10 May 2010

Our Plan of Action for Springs Alive School

To: Martin Sebuliba, Director, Springs Alive School
Dear Martin,
I want to thank you again for the opportunity to visit your school and meet your teachers and the students and the families in your village. The music, dancing singing and pageantry was outstanding and we were honored to be a part of your graduation ceremony.
As promised, I have returned to the United States with a better understanding of your situation and the needs of the children in your village.
From my perspective, I would summarize the situation as follows:
You have several obstacles to a thriving and effective school including a lack of electricity, a lack of textbooks and other teaching materials, underpaid and underprepared faculty, Inconsistency in student attendance, inconsistency in teacher attendance, variation in teacher's use of English, and an inability to consistently and predictably get materials and money to the site.
Therefore, I believe the most effective way to improve student learning and increase effectiveness is to move your school system to what we in the United States call, “student - centered”.
This has become an increasingly popular methodology here in the US to overcome many of the same issues you are dealing with there (lack of attendance, dropout rates, inconsistent teacher supply). The educational research done here in the last 2 decades has shown that student-centered schools have in fact improved student learning, student engagement, and student outcomes.
The basic principle here is to put the emphasis on the student for driving his or her own learning. The teachers (or trained adult) in the room act more as a facilitator or coach and works one-on-one with students as needed. Because the emphasis is on student directed learning rather than teacher - centered delivery, the instruction is not affected by inconsistent attendance or lack of trained teachers.
I would propose that we begin by setting up a list of basic competencies for each of your grade levels (or preferably, a multi-age grouping). Then we would begin to assemble a variety of student hands-on activities to teach each of the competencies.
These activities would come with a small test and answer key for the teacher. The teacher then would mark off when a child passed on the competencies and they would move on to another. Once a satisfactory number of competencies has been passed, the student would graduate to the next grade level.

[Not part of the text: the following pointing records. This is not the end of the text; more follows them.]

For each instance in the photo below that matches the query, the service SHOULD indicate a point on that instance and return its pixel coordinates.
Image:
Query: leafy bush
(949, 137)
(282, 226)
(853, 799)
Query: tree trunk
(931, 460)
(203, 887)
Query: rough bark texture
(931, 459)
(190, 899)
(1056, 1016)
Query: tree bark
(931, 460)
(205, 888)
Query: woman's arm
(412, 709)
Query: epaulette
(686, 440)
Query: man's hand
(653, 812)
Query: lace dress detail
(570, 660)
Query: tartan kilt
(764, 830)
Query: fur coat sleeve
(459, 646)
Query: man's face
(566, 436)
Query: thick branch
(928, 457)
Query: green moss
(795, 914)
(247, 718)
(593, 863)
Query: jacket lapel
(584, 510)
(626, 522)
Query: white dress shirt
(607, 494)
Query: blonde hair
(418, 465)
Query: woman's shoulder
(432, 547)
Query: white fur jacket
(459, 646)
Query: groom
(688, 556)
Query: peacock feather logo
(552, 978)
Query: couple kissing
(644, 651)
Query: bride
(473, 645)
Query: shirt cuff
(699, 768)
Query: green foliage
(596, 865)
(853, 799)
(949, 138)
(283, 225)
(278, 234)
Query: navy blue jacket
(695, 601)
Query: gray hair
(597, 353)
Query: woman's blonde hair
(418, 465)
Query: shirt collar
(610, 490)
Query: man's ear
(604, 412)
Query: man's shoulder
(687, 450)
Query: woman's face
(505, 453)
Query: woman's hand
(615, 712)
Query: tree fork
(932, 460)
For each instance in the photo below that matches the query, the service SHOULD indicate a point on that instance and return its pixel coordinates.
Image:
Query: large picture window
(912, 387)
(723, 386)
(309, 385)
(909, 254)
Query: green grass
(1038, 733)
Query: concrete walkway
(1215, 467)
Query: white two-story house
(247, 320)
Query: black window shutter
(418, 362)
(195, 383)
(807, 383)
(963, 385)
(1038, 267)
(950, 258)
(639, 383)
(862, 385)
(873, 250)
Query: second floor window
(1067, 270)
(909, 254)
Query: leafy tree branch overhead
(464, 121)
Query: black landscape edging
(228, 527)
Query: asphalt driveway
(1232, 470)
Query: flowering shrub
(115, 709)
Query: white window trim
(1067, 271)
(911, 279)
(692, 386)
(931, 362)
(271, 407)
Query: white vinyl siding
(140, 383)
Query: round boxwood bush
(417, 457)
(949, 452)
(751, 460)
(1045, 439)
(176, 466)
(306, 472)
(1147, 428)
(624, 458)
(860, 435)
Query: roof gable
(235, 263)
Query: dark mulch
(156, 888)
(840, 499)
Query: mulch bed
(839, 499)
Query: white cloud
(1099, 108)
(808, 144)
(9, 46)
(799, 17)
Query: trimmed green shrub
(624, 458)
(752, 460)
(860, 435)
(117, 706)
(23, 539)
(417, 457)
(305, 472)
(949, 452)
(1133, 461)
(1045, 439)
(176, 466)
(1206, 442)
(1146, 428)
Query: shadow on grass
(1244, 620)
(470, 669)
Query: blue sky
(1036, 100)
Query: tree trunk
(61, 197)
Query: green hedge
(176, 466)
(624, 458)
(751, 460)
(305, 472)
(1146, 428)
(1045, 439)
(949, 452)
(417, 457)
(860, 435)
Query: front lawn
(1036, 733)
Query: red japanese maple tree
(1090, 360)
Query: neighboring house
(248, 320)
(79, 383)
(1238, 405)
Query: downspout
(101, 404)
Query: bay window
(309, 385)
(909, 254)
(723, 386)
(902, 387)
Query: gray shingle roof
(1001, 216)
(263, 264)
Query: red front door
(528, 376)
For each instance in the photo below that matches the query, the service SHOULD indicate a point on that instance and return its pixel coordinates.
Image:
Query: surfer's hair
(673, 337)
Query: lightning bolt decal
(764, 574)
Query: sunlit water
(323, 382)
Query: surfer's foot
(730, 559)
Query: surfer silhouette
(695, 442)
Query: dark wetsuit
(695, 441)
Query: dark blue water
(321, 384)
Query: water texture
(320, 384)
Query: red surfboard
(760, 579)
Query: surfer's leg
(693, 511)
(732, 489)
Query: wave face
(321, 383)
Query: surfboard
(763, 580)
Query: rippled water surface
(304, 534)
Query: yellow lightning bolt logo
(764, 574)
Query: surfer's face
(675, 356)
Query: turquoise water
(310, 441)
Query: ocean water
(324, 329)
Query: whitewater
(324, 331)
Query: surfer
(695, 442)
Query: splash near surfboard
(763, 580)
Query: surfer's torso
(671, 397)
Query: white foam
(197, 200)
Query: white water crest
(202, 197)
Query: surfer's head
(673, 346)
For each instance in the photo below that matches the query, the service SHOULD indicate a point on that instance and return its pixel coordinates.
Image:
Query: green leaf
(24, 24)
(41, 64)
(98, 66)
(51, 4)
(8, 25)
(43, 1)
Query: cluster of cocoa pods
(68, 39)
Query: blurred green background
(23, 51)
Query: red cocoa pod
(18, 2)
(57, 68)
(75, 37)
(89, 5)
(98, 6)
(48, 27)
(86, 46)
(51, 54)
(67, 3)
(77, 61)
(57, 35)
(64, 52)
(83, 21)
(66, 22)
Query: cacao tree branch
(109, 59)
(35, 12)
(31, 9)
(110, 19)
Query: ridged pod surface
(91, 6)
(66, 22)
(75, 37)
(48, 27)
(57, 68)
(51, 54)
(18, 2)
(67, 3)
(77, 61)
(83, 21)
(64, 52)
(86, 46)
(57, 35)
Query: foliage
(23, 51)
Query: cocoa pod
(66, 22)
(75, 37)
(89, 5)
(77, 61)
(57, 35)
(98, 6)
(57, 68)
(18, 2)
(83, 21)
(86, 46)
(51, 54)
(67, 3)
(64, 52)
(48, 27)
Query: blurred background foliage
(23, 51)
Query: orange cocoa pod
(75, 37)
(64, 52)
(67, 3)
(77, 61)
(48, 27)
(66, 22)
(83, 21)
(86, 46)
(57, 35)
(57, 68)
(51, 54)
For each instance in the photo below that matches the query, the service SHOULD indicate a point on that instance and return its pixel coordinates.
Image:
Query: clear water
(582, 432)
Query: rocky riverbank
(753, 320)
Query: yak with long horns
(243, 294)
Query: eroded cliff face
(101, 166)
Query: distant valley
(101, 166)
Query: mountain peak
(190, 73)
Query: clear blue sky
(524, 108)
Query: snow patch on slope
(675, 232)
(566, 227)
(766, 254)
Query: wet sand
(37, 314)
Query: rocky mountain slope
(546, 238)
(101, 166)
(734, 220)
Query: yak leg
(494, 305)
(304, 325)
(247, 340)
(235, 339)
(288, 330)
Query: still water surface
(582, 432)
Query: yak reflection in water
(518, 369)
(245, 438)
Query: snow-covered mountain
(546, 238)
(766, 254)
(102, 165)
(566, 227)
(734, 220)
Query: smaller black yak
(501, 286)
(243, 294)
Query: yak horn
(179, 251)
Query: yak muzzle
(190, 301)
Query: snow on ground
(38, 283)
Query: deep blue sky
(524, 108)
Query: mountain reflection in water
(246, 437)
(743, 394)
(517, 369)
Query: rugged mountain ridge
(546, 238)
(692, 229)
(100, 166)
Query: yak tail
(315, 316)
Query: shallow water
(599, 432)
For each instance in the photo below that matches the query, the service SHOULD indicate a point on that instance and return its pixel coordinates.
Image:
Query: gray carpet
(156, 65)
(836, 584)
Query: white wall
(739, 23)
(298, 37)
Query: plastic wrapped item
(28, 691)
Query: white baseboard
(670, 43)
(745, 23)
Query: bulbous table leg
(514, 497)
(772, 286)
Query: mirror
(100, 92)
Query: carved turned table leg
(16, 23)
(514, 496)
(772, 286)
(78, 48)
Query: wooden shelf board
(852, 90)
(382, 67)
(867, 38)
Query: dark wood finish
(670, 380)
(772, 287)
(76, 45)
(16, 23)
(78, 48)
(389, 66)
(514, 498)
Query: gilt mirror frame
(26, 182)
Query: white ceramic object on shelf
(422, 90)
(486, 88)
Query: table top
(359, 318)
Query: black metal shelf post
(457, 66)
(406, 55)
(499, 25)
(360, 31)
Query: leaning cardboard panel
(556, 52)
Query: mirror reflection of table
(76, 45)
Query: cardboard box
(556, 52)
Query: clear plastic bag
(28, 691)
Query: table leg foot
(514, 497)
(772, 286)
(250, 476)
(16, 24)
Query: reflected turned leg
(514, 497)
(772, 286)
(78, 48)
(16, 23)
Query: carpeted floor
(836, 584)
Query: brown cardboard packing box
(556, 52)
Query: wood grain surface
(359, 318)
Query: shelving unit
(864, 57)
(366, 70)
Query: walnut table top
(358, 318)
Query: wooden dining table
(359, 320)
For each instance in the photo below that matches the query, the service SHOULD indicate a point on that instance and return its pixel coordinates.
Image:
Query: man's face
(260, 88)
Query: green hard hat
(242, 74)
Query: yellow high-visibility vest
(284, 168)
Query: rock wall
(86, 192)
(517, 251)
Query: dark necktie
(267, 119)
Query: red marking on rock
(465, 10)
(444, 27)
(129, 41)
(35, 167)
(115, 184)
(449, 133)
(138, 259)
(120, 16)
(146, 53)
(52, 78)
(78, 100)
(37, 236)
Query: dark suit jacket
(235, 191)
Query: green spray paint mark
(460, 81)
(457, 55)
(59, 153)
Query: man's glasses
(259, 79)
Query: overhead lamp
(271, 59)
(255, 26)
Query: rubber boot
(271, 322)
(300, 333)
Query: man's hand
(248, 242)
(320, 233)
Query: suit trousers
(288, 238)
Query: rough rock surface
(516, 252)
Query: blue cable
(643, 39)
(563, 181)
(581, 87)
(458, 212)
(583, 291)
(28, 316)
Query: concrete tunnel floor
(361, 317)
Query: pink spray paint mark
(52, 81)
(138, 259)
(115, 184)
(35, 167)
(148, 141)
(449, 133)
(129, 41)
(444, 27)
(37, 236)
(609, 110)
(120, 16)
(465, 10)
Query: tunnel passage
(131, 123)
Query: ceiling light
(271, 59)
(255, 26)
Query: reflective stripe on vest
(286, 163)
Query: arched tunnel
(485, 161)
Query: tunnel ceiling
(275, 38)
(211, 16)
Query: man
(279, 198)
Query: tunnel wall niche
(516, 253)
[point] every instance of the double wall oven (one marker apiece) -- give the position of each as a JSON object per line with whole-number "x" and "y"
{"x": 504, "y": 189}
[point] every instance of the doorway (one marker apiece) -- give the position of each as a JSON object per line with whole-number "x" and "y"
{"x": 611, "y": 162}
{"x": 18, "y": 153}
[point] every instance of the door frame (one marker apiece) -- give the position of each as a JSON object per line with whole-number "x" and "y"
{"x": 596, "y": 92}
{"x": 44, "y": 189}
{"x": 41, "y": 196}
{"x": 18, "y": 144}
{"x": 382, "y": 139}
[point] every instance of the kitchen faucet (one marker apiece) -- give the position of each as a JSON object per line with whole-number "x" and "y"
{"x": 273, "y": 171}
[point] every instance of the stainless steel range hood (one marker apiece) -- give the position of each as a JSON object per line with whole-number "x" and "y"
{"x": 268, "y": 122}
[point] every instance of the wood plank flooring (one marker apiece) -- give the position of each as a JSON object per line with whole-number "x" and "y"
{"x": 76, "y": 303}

If this is something that is of interest to you and your teachers, I will spearhead the development of the program here in the US. We may have to concentrate on one grade level at a time. Once the activities are put together, we would need to return to your school and provide a day or two of training with your teachers so that they would be familiar with how to help the students engage. We could start right away in this next term using many of the materials and activities that we left there at the school last week.
I believe this would be the most effective way to advance your school and would eliminate the pressure for monetary funds and / or the pressure to find and pay for registered teachers. The only obstacle might be securing the learning materials on a day-to-day basis.
You might be interested in knowing too, that as a result of our visit last week, we have 2 side organizations running - one to bring dresses to the girls in your village on our next visit and one to purchase and bring student tables your upper grade classrooms on our next visit.
I look forward to hearing from you and look forward to continued cooperation between us.